The butterflies started when the pilot announced that we were landing in 20 minutes. I pushed up the blind and craned my neck to catch a glimpse of the lights in the dark and cold night, already picturing the glittering skyline I would soon be admiring from the taxi taking me back into town. A warm wave of joy and excitement overtook me … I was back in New York!
While this blog is already a testament of my love for the city, I pondered the reasons for my schoolgirl infatuation. A copy of the latest "New York Magazine" was waiting for me in my mailbox when I arrived home, and the words "Reasons to love NY" boldly printed on the front cover prompted me to come up with my very own list … I do have a huge fondness for lists after all.
But this is when I experienced (amateur) writer's block for the first time. I have been trying to meticulously list out all the little things that make me love the city, not wanting to leave anything out, for weeks and frustratingly found myself unable to actually rationalise my infatuation fully.
Maybe it's because anyone who lives here for more than a few months can call themselves a New Yorker, because the city is so inclusive, so incredibly multi-cultural and so transient that anyone has a right to citizenship as soon as they feel settled.
Because you can have a conversation with your Korean dry cleaner, your Pakistani concierge, your Jamaican street stall owner, your Thai take out delivery man, your Russian taxi driver or even your WASP Harvard MBA graduate colleague and find a common ground with them that transcend ethnicity, gender, wealth, religion and political convictions : we all have a story, a reason why we moved here and we are all on a seemingly elusive quest for more, faster and harder - be it money, career, love, life experience. You can’t stand still here, in fact people admire you for keeping up with the frenetic pace.
Maybe it’s also because while I have been to over 100 restaurants in 9 months – much more than in my 10 years in London – I can still discover new culinary delights every time I go out. Only recently, a girlfriend of mine took me to "Lure", an underground restaurant on Prince and Mercer, which I have walked past many times with not as much as a second glance. But as I was sipping on a delicious Ginger Apple Martini and sampling incredibly fresh and beautifully spiced tuna and yellowtail sashimi sitting on high stools at the sushi bar, I thought that there was no other place in the world I would rather be right now and that I had found somewhere I would go back to over and over again.

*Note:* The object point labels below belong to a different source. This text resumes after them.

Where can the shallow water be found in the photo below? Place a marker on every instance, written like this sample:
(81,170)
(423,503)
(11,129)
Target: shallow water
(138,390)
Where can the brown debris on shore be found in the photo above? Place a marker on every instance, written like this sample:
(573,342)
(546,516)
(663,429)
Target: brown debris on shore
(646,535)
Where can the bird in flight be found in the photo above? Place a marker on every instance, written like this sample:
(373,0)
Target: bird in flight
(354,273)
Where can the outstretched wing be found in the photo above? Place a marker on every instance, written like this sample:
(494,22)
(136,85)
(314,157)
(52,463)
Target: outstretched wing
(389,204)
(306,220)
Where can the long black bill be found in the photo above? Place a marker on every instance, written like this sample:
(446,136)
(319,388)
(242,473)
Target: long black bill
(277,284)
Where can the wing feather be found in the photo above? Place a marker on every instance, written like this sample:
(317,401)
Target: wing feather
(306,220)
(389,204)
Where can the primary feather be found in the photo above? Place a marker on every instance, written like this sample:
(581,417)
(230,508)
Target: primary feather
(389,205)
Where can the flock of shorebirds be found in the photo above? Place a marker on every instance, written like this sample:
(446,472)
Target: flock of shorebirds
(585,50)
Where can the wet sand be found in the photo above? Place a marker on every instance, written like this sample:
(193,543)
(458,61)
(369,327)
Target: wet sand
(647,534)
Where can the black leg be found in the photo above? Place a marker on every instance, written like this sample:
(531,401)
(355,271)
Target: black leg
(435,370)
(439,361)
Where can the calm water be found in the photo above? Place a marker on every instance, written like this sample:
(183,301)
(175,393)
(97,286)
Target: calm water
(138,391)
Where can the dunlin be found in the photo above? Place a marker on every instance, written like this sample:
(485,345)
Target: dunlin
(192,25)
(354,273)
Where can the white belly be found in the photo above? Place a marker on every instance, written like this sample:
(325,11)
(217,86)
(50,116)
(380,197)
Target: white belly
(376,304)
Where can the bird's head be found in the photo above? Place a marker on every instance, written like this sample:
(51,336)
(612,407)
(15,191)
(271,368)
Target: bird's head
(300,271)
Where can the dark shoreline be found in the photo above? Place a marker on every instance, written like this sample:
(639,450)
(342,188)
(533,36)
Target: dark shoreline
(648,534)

Because I never tire of the eclectic and raw beauty of the city. I still get a sense of awe and excitement when I catch a glimpse of Times Square on my way somewhere. Or when I walk in Central Park in all its bleak and winter beauty, the trees bare and the rocks protruding oddly. When I pound the picturesque streets of the West Village, Soho or the Lower East Side to meet friends for brunch, dinner or drinks. When I witness a jaw dropping sunset, luminously pink over the Statue of Liberty, outside of the World Financial Center every day.
Because despite this being the home of over 8 million people, I can still walk around anywhere in the city and feel that it belongs to me … that somehow that beautiful fire escape, that aging tree, that ornate architectural detail on a building, that lovely deli or even that random mad person on the street were put there for my enjoyment alone.
Also because life here is a lesson in time management. All mundane tasks are outsourced - we don't have time to do our own laundry, to cook our own meals, to do our own nails, to drive our own cars, to find our own dates. Work is crammed in whenever we can - everyone, including me, feverishly typing on their blackberry on the subway. Yet we make time to go to that special Seurat exhibition at the MoMa, watch that obscure play at the Steinberg Center just off Broadway, hear Jimmy Scott sing at Columbus Circle or go to the newest restaurant that was rated highly by the Zagat guide or the NY Mag.
The truth is that I will never be able to come up with a comprehensive list. Love or infatuation wouldn’t be as magical or special if it could rationalised.
I expect the city will continue to provide me with an endless number of reasons to sustain my love affair with it … I just have to live with the fact that I frustratingly will never quite be able to express them.